Understanding Java's equals() and hashCode() Methods and How to Override Them

Java's root class Object provides the methods equals() and hashCode() , which are not final and can be overridden; the article introduces two ways to use and override them while highlighting important considerations.

1. equals() Method

The default implementation simply checks reference equality:

public boolean equals(Object obj) {    return (this == obj); }

When overriding, the JDK specifies five contracts: reflexive, symmetric, transitive, consistent, and non‑null behavior.

2. hashCode() Method

2.1 Object.hashCode()

The native declaration in Object is:

public native int hashCode();

It returns a value derived from the object's memory address, ensuring distinct hash codes for different objects. Like equals() , hashCode() can be overridden, and the JDK outlines several rules:

It is used by hash‑based collections such as HashMap and HashSet .

If the fields used in equals() do not change, the hash code must remain constant.

Equal objects must have equal hash codes.

Unequal objects may share hash codes, but fewer collisions improve performance.

2.2 Role of hashCode()

When an object is added to a hash‑based collection, its hash code determines the bucket; if a collision occurs, equals() resolves whether the object is already present.

The JVM stores the hash code in the object's MarkWord, alongside other metadata.

3. equals() and hashCode() in java.lang.String

The String class overrides both methods.

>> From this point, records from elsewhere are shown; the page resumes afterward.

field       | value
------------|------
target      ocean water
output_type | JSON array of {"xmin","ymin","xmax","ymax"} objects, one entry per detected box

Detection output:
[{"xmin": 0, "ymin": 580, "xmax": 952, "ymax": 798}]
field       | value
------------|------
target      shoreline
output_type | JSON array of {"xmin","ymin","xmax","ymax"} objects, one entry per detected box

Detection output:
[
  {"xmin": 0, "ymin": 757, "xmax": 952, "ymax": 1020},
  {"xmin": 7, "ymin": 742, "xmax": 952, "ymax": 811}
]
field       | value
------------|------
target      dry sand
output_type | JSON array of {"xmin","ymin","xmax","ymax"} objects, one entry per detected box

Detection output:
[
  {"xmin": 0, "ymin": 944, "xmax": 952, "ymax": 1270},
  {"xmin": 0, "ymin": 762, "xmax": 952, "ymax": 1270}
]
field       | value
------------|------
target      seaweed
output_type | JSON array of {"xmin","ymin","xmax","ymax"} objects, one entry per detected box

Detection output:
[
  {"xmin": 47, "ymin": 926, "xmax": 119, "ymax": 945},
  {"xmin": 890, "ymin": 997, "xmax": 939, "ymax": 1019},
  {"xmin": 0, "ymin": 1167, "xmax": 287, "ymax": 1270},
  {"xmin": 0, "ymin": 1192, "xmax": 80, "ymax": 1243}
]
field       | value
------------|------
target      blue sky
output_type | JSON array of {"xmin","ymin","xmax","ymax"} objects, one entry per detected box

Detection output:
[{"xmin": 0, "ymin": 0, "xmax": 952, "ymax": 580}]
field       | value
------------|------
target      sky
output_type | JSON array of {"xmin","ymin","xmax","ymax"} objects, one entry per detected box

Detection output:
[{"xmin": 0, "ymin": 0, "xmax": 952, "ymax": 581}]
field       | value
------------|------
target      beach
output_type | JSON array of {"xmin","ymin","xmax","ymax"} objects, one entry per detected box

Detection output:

The relevant code is:

private final char value[]; private int hash; // Default to 0
public boolean equals(Object anObject) {
    if (this == anObject) return true;
    if (anObject instanceof String) {
        String anotherString = (String) anObject;
        int n = value.length;
        if (n == anotherString.value.length) {
            char v1[] = value;
            char v2[] = anotherString.value;
            int i = 0;
            while (n-- != 0) {
                if (v1[i] != v2[i]) return false;
                i++;
            }
            return true;
        }
    }
    return false;
}
public int hashCode() {
    int h = hash;
    if (h == 0 && value.length > 0) {
        char val[] = value;
        for (int i = 0; i < value.length; i++) {
            h = 31 * h + val[i];
        }
        hash = h;
    }
    return h;
}

Key points:

String objects are immutable; reassignment creates a new object.

The hash code is cached for performance.

Two strings are equal if they have the same characters in the same order, regardless of reference identity.

The hash code is computed as s[0]*31^(n-1) + s[1]*31^(n-2) + … + s[n-1] , using the prime number 31 for a good balance of distribution and speed.

4. How to Override hashCode()

4.1 Principles

When overriding, ensure that equal objects produce equal hash codes, avoid overly simple or overly complex implementations, and keep performance in mind.

4.2 Common Algorithm (Effective Java)

Initialize a non‑zero result (e.g., int result = 17; ), then for each field used in equals() combine its hash contribution:

boolean → f ? 1 : 0

byte, char, short, int → (int) f

long → (int)(f ^ (f >>> 32))

float → Float.floatToIntBits(f)

double → Long.hashCode(Double.doubleToLongBits(f))

Object → recursive hashCode() or 0 if null

Array → use java.util.Arrays.hashCode()

Combine each field's hash with a multiplier (commonly 31).

4.3 Example

The following Person class overrides both methods, using only name and age (the fields involved in equals() ) for the hash code:

public class Person {
    private String name;
    private int age;
    private boolean gender;
    // getters and setters omitted for brevity
    @Override
    public boolean equals(Object another) {
        if (this == another) return true;
        if (another instanceof Person) {
            Person anotherPerson = (Person) another;
            return this.getName().equals(anotherPerson.getName()) && this.getAge() == anotherPerson.getAge();
        }
        return false;
    }
    @Override
    public int hashCode() {
        int hash = 17;
        hash = hash * 31 + getName().hashCode();
        hash = hash * 31 + getAge();
        return hash;
    }
}

This example follows the contract: objects that are equal according to equals() produce identical hash codes.